Bus station in Visakhapatnam, India

Dwaraka Bus Station Complex is a bus station located at the eastern side of Visakhapatnam city. It is officially called APSRTC complex. The bus station is owned by Andhra Pradesh State Road Transport Corporation (APSRTC). This is one of the major bus stations in Andhra Pradesh. Many buses from other states like Karnataka, Tamil Nadu, Odissa, Chhattisgarh and Telangana arrive at the station. Buses provide their services to all the major cities, towns in the state and also within the city as well.
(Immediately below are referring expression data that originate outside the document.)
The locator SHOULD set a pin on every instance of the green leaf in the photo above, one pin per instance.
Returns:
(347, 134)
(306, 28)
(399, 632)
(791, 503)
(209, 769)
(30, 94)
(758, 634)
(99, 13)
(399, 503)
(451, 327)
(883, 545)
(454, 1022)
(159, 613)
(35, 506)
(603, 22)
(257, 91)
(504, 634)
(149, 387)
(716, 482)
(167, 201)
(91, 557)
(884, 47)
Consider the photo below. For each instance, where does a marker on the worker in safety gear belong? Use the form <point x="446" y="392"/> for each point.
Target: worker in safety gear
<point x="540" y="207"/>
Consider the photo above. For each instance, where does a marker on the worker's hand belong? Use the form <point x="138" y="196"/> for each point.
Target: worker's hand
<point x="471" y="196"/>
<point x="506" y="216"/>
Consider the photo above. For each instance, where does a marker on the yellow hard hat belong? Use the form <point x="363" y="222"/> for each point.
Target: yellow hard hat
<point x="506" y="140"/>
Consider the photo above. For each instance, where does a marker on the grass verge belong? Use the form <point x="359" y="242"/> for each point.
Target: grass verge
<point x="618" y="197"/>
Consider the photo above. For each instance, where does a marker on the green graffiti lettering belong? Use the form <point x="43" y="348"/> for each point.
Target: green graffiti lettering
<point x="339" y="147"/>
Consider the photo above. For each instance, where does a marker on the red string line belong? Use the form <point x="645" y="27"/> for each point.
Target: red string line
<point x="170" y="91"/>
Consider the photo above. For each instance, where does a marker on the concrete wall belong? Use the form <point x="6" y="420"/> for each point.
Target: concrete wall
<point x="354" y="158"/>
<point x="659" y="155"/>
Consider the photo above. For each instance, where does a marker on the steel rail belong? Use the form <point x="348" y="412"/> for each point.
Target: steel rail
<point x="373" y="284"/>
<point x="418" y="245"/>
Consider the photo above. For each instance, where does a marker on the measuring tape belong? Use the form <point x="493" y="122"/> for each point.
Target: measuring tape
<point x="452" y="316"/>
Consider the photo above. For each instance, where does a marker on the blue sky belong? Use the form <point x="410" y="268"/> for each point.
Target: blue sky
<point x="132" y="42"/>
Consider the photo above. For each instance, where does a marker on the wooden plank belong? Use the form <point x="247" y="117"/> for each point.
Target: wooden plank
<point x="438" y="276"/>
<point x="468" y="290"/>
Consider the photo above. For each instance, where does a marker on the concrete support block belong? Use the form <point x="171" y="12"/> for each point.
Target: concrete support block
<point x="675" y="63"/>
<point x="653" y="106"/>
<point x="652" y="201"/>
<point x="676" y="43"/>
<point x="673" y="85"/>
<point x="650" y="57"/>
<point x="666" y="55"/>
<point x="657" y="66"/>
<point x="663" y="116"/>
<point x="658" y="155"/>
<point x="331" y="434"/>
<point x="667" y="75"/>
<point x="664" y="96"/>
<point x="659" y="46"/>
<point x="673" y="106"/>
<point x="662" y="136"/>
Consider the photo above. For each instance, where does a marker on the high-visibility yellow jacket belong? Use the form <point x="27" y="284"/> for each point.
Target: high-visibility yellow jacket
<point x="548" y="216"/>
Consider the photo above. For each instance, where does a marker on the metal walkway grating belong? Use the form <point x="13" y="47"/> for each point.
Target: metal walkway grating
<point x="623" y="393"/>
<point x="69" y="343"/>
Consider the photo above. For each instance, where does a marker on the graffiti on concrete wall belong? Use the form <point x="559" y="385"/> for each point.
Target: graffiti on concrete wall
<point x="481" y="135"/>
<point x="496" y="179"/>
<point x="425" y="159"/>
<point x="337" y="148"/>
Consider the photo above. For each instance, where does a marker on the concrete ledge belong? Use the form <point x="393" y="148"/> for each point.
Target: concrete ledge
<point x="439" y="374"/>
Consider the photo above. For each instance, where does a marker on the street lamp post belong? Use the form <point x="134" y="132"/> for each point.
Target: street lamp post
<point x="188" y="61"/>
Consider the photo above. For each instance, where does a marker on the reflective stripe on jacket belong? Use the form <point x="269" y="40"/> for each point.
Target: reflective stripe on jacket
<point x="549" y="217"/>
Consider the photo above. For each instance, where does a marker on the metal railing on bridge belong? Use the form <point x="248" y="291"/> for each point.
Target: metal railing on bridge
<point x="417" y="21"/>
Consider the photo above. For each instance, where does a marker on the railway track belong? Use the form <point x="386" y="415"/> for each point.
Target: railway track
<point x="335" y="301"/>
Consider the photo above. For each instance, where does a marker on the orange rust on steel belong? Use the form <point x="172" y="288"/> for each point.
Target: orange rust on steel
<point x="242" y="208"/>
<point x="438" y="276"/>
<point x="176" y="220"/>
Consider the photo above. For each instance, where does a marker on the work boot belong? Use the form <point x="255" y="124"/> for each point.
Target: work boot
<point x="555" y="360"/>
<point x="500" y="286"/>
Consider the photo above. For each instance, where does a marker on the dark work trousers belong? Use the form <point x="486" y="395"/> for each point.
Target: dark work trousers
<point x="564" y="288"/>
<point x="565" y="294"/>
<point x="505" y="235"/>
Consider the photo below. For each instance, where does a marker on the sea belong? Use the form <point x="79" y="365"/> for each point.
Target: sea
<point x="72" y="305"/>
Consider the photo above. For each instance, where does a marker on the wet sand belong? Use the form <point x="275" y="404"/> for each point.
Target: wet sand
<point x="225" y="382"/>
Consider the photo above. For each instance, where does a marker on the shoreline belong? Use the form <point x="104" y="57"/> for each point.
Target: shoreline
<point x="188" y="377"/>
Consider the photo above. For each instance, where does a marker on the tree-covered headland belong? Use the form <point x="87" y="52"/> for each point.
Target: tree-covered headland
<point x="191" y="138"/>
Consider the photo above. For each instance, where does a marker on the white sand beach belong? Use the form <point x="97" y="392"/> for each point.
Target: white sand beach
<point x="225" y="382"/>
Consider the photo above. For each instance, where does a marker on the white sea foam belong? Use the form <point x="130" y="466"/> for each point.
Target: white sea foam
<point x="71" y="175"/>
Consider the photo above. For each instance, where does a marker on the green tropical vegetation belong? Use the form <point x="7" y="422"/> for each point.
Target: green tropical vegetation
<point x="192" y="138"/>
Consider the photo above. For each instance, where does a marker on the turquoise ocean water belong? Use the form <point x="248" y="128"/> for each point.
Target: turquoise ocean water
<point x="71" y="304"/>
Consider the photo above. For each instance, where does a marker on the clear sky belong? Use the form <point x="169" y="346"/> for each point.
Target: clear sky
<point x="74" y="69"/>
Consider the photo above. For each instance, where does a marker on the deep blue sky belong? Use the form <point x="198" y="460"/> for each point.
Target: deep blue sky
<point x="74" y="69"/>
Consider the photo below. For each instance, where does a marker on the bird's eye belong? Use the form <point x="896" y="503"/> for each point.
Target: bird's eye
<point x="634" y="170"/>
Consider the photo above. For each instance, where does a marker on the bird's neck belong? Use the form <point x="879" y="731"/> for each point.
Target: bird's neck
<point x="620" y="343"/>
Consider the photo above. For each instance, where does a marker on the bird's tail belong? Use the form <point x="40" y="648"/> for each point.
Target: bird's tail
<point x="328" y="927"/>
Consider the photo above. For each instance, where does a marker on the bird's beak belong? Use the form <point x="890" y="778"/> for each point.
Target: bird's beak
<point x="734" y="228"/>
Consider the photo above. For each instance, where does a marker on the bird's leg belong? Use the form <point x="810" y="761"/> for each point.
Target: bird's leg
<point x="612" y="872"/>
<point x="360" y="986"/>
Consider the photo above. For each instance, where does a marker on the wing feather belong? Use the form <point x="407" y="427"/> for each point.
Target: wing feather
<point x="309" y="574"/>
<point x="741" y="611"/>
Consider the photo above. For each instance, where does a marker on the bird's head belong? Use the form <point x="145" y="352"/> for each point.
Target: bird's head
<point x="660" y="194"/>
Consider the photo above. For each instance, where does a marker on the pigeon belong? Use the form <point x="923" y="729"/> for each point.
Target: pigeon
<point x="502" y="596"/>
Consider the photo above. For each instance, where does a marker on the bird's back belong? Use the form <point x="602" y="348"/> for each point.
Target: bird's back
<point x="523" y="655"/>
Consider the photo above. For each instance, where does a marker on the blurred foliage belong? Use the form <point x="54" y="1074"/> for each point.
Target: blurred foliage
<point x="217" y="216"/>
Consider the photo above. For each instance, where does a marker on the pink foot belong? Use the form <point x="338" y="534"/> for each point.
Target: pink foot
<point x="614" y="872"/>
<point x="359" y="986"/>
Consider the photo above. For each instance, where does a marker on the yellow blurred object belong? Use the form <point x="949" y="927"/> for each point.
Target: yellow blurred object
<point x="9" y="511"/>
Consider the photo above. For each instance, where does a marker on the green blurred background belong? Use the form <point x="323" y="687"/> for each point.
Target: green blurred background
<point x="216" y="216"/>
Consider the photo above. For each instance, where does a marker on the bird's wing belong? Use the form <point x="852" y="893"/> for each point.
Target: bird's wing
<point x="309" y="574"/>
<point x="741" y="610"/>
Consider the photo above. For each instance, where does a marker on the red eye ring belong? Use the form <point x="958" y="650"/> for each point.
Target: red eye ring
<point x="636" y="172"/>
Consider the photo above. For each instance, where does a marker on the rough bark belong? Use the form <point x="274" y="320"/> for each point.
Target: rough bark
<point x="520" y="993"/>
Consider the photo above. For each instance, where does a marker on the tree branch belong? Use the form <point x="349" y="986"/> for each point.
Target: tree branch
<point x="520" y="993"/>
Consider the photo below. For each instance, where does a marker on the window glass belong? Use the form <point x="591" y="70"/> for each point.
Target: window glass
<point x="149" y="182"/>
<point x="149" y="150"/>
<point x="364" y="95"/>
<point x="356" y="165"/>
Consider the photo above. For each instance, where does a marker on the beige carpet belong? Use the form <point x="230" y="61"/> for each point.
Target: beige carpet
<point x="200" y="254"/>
The city services has a city bus terminus on south-east of the bus station. It is situated in 6.7 acres.

==History==

The Dwaraka Bus Station (DBS Complex), popularly known as RTC Complex, is being given a major facelift at an estimated cost of Rs. 80 lakh. The foundation for the RTC Complex was laid by the then Chief Minister Jalagam Vengala Rao on 13 October 1974 and it was opened in 1979.

==Expansion==

New CCTVs, painting of the walls and paneling of the pillars are some of the works that are being undertaken inside the complex. Apart from 33 modern chairs, the AC lounge has two cozy beds for the convenience of senior citizens and sick persons, who wish to take a nap as they await the arrival of their bus. At present there is 30 platforms.

==City buses==

Numerous city buses operate from the Bus Station Complex to nearly every part of the city. Busses which originate from RTC complex are 6A/H, 300C, 12D, 500, 500A, 500A/V, 38, 38D, 38H, 400N, 400Y, 400, 222, 999 and 900K.